In February this year, Lord Davies published a report in response to the Government’s concerns as to the low percentage of women holding executive positions. The report makes a number of recommendations to help address the imbalance. Perhaps most noteworthy of the recommendations are:

  1. By September 2011, Chairmen of all FTSE 350 should announce targets for the percentage of female directors by 2013 and 2015 (for FTSE 100 companies it is suggested this figure be 25% by 2015, with one-third of new appointments being women);
  2. listed companies should disclose annually the number of women on their boards, in senior positions and the overall proportion of women in the workforce; and
  3. the UK Corporate Governance Code should be amended to require listed companies to establish a boardroom diversity policy and objectives for implementing it. Companies should disclose a summary of that policy annually and report on their progress towards achieving the objectives.

The Financial Reporting Counsel (FRC) has recently consulted on Lord Davies’ proposed changes to the Code. The consultation closed at the end of July and the outcome is expected later this year. The FRC has concerns about the effect low percentages of women directors has on boards. In 2010 the FRC revised the Code to add reference to the benefits of board diversity in general, with specific reference to gender diversity. The consultation will determine whether the Code should go further.
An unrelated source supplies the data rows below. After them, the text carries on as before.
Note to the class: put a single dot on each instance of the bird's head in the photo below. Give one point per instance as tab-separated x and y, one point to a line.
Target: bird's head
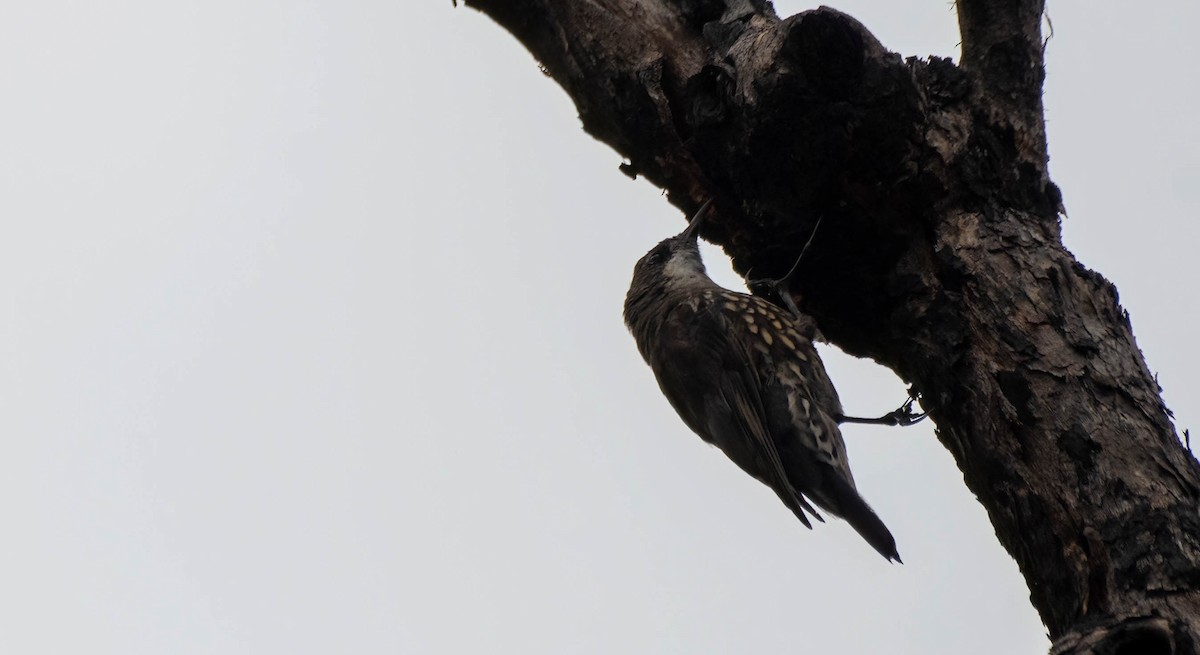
675	262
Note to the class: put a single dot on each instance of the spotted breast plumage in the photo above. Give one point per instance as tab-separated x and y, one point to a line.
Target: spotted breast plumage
744	376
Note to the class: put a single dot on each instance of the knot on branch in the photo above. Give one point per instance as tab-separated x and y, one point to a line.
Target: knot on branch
1129	636
831	49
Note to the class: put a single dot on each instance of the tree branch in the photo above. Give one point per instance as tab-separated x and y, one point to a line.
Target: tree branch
940	256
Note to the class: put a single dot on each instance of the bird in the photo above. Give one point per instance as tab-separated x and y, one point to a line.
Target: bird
743	374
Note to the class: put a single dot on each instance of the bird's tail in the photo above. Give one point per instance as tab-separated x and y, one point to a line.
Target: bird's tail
845	502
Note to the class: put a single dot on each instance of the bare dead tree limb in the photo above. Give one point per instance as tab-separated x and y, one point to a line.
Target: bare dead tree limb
940	256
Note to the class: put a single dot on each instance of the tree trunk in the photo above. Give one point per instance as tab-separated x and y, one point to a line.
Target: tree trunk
939	256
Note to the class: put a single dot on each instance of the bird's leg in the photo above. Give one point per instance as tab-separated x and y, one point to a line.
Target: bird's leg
904	415
780	289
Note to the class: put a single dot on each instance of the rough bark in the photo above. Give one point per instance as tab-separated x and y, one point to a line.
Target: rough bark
939	256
The initial six-month deadline set for FTSE 100 Chairmen to announce their aspirational target, and the steps they intend to take to achieve that, has now passed. Early analysis suggests that the number of women recruited to boards over the past six months has increased. 14% of FTSE 100 board positions are now occupied by women, up from 12.5%. However, despite the increase, Lord Davies’ target of 25% representation by 2015 is still some way off.
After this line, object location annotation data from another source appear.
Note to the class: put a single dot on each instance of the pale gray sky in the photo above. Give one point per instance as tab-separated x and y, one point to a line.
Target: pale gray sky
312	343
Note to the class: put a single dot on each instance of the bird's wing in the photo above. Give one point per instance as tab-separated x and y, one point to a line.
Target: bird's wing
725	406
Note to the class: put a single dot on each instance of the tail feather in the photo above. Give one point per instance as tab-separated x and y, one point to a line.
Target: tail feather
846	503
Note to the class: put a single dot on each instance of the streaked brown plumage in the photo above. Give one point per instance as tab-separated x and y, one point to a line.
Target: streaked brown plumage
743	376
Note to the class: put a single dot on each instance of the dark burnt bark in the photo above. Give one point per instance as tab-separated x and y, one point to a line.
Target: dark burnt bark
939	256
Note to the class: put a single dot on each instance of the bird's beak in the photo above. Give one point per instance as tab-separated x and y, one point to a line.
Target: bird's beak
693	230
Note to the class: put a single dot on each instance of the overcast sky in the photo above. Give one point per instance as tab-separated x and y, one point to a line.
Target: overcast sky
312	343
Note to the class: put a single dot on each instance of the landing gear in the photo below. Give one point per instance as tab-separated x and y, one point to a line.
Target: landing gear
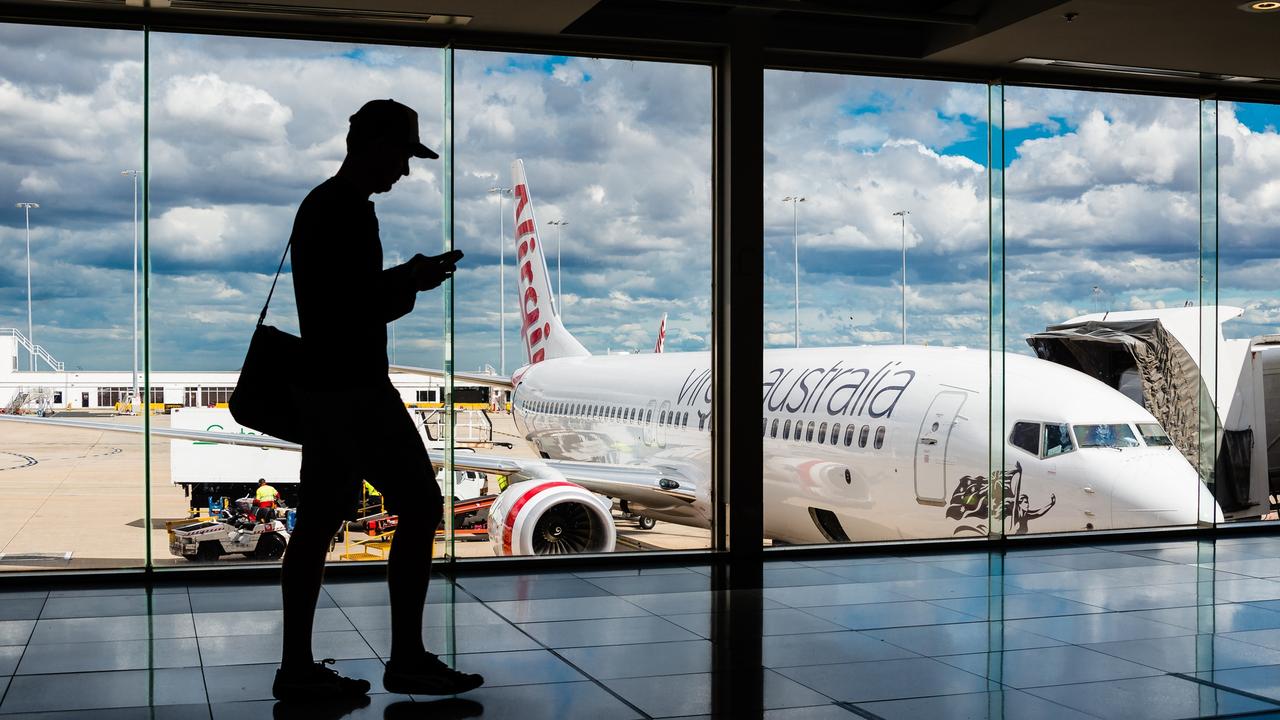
643	522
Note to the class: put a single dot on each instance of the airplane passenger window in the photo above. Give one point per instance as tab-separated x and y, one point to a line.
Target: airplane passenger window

The focus of discussions has been on what measures are needed to encourage and improve the number of women on boards in UK companies. The legal risks associated with these proposed measures have not been as widely discussed. There is a fine line between positive action (which is lawful) and positive discrimination (which is not). Employers need to tread carefully if they want to stay on the right side of that line.

Legal Risks

Positive action vs positive discrimination

The aim of the Equality Act 2010 was essentially to prohibit less favourable treatment, rather than allow more favourable treatment. Positive discrimination e.g. appointing a woman to a board purely because of her gender remains unlawful. There is scope within the Act to allow positive action in relation to recruitment and promotion. The aim being to counter-act disadvantages affecting under-represented groups. However, these positions are narrow in scope. They allow employers to select a candidate from an under-represented or disadvantaged group where there are two equally qualified candidates. This is known as a “tie-breaker” situation. In practice, it is rare that candidates would be so evenly matched, particularly for senior positions.

The positive action provisions can therefore be relied upon to appoint a female candidate over a male candidate, if they are judged equal in merit. Their merit should be assessed following an objective and thorough assessment of abilities, skills and experiences. If businesses seek to appoint women solely to reach set targets, they run the risk of falling foul of the legislation by discriminating against men. Men can bring claims of sex discrimination as well as women.

Taking steps which amount to positive discrimination increases the risk of claims from men, unless that falls within the limited scope of the Equality Act.

Greater public awareness of diversity generally could result in increased claims from women in senior positions, given the evidence available showing a disparity at boardroom level. Not only are employees more aware of their rights, but requiring listed companies to disclose statistical data relating to the gender balance in the workforce could cause employers problems. Statistics read in isolation can be misleading but could be used to support a claim or enable a Tribunal to draw an inference of discrimination.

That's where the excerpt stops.